# Paraffin Lined Barrel?



## pete1325 (Jan 12, 2019)

Hi, quick question; I picked up a slightly used 15 gallon oak barrel that the owner said was wax (paraffin?) lined. Is this okay to age wine in? I always heard charred or natural oak barrels where best. Also, the guy stored it two-three years ago with some lees left in it that took some doing to get all the dried pieces out. Obviously from sitting the galvanized bands and some staves are loose and will need a good soaking to expand the wood and clean the inside. After all this will it be a good candidate to age wine in? The paraffin liner worries me.....thanks.


----------



## Obelix (Jan 12, 2019)

I remember a friend of mine lining his barrel with hard paraffin - or call it a white candle vax.
Doesn't seem to react with wine.

I understand there is a limit on how many times wooden barrels can be reused. Paraffin essentially removes the wood from the equation and allows it to be reused many times. 
Also addresses any leaks, reduces "breathing".

Having said all that, I use stainless steel


----------



## cmason1957 (Jan 12, 2019)

Why would you paraffin line a barrel? Doesn't that remove the biggest benefit of using a barrel, micro-oxidation. I don't think I would want that.


----------



## balatonwine (Jan 13, 2019)

cmason1957 said:


> Why would you paraffin line a barrel? Doesn't that remove the biggest benefit of using a barrel, micro-oxidation.



Maybe for long term storage, to repurposed an old barrel that can can no longer add any oak and where micro-oxygenation is not desired. Or for the same reason some clay amphora are wax lined: making a white or amber wine where micro-oxidation is not desired in the wine making process.

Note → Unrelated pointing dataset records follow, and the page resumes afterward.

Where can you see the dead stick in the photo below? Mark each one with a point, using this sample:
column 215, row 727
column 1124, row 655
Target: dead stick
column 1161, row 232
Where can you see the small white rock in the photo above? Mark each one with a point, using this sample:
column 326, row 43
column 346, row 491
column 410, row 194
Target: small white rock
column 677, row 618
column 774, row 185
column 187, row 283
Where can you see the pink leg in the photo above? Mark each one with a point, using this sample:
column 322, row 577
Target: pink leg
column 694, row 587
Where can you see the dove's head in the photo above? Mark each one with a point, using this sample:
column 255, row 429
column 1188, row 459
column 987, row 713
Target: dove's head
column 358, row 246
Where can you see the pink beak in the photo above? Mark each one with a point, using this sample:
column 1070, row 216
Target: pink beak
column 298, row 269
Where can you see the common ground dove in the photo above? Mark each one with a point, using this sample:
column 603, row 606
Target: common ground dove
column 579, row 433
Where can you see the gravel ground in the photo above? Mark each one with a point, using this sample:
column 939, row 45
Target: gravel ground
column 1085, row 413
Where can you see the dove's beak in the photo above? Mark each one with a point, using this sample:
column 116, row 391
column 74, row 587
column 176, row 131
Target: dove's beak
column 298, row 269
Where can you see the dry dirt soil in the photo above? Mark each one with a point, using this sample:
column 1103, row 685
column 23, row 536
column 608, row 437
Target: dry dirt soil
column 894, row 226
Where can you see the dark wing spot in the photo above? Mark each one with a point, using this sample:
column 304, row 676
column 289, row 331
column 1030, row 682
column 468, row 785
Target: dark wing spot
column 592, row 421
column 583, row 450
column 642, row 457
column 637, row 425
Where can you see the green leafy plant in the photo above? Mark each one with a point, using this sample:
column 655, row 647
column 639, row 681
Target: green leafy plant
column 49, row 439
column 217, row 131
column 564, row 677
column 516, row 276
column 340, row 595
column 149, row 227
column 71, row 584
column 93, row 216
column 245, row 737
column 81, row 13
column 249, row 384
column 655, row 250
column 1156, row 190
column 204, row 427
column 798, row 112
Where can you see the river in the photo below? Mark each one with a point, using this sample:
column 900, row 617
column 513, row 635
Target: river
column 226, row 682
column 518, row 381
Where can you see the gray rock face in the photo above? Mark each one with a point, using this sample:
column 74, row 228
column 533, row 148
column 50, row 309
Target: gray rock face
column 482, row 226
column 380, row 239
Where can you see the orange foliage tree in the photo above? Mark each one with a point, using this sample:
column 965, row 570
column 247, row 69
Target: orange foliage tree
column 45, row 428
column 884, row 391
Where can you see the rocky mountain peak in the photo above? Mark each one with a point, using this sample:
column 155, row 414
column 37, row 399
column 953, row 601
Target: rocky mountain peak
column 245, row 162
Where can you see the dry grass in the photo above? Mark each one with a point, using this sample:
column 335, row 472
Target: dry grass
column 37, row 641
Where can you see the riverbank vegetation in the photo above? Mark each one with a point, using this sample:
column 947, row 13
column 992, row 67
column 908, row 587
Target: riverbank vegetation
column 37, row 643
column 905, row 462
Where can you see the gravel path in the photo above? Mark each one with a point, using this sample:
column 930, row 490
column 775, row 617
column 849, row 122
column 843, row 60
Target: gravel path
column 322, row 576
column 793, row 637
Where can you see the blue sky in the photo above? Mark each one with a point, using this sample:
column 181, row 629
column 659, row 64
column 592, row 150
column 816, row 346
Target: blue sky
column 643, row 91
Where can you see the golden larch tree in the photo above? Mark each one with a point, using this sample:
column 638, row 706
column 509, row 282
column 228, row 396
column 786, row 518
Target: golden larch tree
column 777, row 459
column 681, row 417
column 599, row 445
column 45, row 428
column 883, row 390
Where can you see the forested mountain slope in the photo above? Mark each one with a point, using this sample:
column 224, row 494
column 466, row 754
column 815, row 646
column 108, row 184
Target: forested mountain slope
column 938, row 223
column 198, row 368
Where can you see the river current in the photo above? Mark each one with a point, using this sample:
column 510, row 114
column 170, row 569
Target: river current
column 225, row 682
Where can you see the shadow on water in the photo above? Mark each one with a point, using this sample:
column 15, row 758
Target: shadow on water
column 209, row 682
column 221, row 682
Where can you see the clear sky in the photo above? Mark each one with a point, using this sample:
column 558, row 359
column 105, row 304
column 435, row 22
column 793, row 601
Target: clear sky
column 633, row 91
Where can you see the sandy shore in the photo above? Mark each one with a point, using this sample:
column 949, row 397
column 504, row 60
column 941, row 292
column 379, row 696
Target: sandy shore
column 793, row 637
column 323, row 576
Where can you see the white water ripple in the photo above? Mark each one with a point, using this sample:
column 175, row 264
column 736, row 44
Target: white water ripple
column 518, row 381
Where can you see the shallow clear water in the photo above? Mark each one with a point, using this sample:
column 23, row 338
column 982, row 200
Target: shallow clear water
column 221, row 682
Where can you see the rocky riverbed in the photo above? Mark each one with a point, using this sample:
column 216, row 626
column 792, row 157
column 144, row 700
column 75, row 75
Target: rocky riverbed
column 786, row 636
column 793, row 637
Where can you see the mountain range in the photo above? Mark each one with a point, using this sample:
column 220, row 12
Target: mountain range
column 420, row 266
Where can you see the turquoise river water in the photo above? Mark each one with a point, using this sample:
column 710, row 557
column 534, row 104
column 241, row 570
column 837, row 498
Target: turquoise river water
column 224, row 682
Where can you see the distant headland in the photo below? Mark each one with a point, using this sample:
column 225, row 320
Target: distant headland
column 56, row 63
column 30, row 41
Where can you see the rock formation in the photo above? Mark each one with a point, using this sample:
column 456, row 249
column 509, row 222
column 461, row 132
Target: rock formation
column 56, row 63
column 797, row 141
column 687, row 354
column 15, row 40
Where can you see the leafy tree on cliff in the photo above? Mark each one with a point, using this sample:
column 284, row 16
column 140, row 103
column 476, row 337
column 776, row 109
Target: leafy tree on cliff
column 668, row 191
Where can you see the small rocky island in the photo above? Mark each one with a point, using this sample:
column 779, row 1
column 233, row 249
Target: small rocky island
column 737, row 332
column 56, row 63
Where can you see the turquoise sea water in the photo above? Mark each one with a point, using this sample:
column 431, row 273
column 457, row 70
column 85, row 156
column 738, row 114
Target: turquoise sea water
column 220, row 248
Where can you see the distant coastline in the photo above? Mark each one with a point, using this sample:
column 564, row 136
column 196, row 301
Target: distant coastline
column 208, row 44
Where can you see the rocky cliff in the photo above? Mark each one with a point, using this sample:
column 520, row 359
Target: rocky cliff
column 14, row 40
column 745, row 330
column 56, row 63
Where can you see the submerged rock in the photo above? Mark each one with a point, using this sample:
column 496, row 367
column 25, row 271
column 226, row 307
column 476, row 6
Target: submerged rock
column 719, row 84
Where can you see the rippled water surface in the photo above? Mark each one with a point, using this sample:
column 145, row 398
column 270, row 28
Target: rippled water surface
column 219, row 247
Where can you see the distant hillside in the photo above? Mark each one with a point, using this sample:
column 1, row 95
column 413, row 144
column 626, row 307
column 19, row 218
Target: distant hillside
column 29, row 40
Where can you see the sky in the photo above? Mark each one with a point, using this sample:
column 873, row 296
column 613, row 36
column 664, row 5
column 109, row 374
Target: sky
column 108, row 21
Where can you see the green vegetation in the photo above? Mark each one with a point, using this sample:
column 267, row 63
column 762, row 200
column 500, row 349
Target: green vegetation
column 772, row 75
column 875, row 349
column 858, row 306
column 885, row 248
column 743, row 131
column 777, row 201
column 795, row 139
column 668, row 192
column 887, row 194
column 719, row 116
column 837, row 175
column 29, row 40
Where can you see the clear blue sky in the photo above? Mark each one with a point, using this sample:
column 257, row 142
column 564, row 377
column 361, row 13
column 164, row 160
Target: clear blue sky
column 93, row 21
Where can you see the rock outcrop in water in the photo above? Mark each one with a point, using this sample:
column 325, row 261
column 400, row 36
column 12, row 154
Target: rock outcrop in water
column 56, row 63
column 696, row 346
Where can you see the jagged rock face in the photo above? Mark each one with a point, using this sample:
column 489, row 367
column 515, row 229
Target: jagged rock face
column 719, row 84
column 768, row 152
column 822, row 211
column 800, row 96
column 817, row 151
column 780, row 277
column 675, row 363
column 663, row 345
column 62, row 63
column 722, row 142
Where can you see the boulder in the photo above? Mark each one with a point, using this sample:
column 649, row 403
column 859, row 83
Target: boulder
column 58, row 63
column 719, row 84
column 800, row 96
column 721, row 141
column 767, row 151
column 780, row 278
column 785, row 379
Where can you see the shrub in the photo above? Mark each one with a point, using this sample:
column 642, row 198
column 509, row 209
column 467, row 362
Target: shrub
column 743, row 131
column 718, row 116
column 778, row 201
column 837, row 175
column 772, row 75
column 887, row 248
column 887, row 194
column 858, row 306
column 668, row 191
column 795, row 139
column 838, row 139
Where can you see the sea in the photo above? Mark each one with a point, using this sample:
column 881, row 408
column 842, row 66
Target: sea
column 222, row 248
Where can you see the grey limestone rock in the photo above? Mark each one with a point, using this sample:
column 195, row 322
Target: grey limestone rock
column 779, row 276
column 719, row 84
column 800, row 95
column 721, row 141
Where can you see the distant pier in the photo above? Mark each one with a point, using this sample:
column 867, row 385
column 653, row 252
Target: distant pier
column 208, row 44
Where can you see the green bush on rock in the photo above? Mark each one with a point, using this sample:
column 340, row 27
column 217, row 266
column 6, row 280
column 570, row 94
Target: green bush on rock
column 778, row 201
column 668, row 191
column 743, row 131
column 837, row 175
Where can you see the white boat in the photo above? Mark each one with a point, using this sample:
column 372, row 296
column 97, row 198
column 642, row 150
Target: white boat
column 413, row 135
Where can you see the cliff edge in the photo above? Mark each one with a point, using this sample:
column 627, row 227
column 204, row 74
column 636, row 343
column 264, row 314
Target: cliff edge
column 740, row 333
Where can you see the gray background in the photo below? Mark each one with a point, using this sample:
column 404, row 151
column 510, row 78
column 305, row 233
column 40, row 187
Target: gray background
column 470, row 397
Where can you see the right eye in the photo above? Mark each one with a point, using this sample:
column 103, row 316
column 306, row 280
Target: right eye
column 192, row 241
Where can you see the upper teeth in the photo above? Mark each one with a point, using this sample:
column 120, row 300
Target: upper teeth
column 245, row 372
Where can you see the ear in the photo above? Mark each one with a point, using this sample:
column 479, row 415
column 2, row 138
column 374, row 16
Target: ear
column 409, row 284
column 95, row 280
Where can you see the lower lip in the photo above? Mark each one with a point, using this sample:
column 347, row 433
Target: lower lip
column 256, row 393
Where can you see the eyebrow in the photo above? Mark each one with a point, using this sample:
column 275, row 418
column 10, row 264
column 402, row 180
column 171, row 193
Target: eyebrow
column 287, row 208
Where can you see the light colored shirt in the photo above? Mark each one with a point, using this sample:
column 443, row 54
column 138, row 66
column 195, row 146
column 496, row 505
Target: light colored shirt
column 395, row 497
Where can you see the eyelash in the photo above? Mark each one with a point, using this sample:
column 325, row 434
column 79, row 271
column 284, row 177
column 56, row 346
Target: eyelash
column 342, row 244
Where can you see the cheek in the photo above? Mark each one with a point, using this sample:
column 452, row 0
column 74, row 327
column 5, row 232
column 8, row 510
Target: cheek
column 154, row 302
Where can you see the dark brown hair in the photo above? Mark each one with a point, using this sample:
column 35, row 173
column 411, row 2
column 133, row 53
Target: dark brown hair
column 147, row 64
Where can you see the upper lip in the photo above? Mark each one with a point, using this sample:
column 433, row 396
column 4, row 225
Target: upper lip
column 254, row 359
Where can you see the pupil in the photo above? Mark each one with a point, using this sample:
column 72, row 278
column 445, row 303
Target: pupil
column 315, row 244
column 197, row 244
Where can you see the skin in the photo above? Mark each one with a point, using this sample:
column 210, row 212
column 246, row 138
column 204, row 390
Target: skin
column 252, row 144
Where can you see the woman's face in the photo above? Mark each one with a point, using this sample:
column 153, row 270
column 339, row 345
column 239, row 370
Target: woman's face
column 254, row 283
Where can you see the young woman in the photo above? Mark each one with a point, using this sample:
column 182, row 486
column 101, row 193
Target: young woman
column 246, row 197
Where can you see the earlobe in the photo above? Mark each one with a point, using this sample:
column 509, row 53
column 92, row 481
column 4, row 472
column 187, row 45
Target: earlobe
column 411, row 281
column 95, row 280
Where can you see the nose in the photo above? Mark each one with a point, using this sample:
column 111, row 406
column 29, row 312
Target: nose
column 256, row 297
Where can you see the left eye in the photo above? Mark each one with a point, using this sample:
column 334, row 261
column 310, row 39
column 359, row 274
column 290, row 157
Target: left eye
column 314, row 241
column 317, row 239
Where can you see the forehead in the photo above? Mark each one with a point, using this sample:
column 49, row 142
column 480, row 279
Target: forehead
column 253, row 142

That is, there is more than one way to make and store wine.


----------



## cmason1957 (Jan 13, 2019)

balatonwine said:


> Maybe for long term storage, to repurposed an old barrel that can can no longer add any oak and where micro-oxygenation is not desired. Or for the same reason some clay amphora are wax lined: making a white or amber wine where micro-oxidation is not desired in the wine making process.
> 
> That is, there is more than one way to make and store wine.


I hadn't thought of the long term storage. I suppose, if all you have ever dealt with is barrels. Use a waxed off barrel for long term storage.


----------



## pete1325 (Jan 13, 2019)

I agree, doesn't make a whole lot of sense to me either. It sort of defeats the purpose of getting the oaky flavors when aging wine. This barrel clearly has 15 "PP" painted on the end. I looked it up and it say it stands for "Paraffin". Has anyone ever dismantled a barrel, sanded the inside of the staves and put it back together?


----------